Saturday, August 20, 2011

Things I Don't Understand

Warning: this is a bit of a vegan rant. If you don't like or are intimidated by an angry vegan, then you should probably stop reading. But if you want to explore a different perspective, read on.

So. We had some family over for dinner last night. They're all loud, funny, opinionated Jewish New Yorkers. My kind of people. Normally.

My mom and I had a good time in the kitchen during yesterday's rainy afternoon. We made jambalaya, roasted zucchini and eggplant, baked spaghetti squash with olive oil and spices, cornbread, and chocolate peanut butter brownie cake. We took a lot of time and money planning the feast, trying extra hard to blow our carnivorous guests out of the water with some decadent plant-based eats.

Our guest arrived and we started off with some drinks and snacky things. Delicious aromas wafted out of the kitchen. A cousin walked in and proceeded to ask my mom what we were eating tonight. The conversation went a little something like this:
Cousin: Wait, so what's in the jambalaya? Did you find some good andouille sausage?
Mom: Nope, just some vegan chorizo.
Cousin: You know what we call what's in your sausage? Salad! Hahahahahaha!!


Ok, so maybe it was a little funny. I can take a joke. But clearly no one was even curious about a new kind of food. They just wrote it off, no questions asked.

Dinner was served with more sniggers. Another cousin exclaimed, "Ew! I don't even want to know what's in vegan sausage! Gross!"

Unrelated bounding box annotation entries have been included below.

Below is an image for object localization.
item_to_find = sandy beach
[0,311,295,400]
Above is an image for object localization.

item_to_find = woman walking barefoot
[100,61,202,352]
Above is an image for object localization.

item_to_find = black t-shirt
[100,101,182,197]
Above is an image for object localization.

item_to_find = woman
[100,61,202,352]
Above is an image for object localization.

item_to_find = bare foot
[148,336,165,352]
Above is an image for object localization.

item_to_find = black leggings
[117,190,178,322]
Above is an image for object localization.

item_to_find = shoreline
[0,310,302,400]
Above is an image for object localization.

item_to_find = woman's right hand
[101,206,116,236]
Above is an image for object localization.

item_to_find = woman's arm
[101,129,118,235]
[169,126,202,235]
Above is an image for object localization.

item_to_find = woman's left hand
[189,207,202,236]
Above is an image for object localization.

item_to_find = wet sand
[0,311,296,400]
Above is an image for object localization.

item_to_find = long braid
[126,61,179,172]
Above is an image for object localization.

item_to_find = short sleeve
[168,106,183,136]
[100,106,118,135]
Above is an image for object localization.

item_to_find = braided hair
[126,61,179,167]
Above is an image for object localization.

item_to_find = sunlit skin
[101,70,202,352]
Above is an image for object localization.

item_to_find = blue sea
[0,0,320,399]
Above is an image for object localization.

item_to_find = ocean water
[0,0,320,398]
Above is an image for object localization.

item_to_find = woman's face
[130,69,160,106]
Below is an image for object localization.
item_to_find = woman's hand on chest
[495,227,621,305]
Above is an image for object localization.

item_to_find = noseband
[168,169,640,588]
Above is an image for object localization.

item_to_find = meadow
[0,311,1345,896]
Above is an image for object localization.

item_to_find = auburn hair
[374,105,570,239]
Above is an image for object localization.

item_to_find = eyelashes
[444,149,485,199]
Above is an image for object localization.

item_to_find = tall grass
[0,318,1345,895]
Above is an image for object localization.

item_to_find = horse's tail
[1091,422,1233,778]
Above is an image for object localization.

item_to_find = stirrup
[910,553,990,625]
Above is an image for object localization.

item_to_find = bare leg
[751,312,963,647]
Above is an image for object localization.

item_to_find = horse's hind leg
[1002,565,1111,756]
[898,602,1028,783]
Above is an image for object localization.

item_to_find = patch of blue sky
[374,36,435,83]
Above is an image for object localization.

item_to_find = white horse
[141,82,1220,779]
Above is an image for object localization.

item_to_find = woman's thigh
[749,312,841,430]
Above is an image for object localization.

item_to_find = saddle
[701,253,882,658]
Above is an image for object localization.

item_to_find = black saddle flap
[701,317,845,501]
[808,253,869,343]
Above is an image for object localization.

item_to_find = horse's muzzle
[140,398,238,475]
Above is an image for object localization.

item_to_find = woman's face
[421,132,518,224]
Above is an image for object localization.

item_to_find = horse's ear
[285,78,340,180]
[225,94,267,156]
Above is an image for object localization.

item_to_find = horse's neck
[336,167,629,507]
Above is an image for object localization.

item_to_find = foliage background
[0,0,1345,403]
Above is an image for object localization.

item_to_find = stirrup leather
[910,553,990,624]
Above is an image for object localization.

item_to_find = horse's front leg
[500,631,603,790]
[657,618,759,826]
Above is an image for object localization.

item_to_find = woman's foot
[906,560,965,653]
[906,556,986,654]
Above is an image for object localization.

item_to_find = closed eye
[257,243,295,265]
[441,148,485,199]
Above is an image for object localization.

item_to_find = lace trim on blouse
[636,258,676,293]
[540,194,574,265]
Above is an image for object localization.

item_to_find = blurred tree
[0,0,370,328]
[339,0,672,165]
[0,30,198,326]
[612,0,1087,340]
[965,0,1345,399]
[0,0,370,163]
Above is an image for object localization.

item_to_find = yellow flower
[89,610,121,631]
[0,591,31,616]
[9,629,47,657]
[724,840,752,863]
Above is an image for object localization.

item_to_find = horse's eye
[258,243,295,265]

That's what really set me off. I wanted to shake her and scream DO YOU REALIZE WHAT YOU'RE SAYING?! Because the nastiest thing in vegan sausage is probably a little fake food coloring, and that's only if you're using a cheap brand.

Plant-based sausage is made out of vital wheat gluten or soy, some fat, and plenty of herbs and spices. Animal-based sausage is made out of a corpse. It is decaying flesh, a dead thing. PLUS oodles of antibiotics, arsenic, feces, cholesterol, bacteria, steroids, pesticides, and parasites. YUM!

I do understand that it's hard to think about food as what it was before it was on your plate. I'm not so brain-washed to think that people will immediately associate a steak with a cow, or a hot dog with a pig. Hell, I used to be carnivore myself. I knew what I was eating, but some part of my brain chose not to consider the idea that I was eating a dead creature. Ignorance is bliss, right?

Some people don't want to hear a different view. They just aren't open to it. They like their way of life and don't want to consider alternatives. I'm not going to preach to anyone who doesn't want to listen. But next time I'd hope that they could be better dinner guests and at least save the rude comments for after they leave. Any cook, meat-eating or not, wants to be appreciated for the food that they lovingly put on the table. I don't think some common-sense manners are too much to ask for.

Also, thinking before you open your mouth is generally a good idea.

By the way, Bill Clinton is officially vegan. If that doesn't say something for my so-called "alternative" lifestyle, then I don't know what does.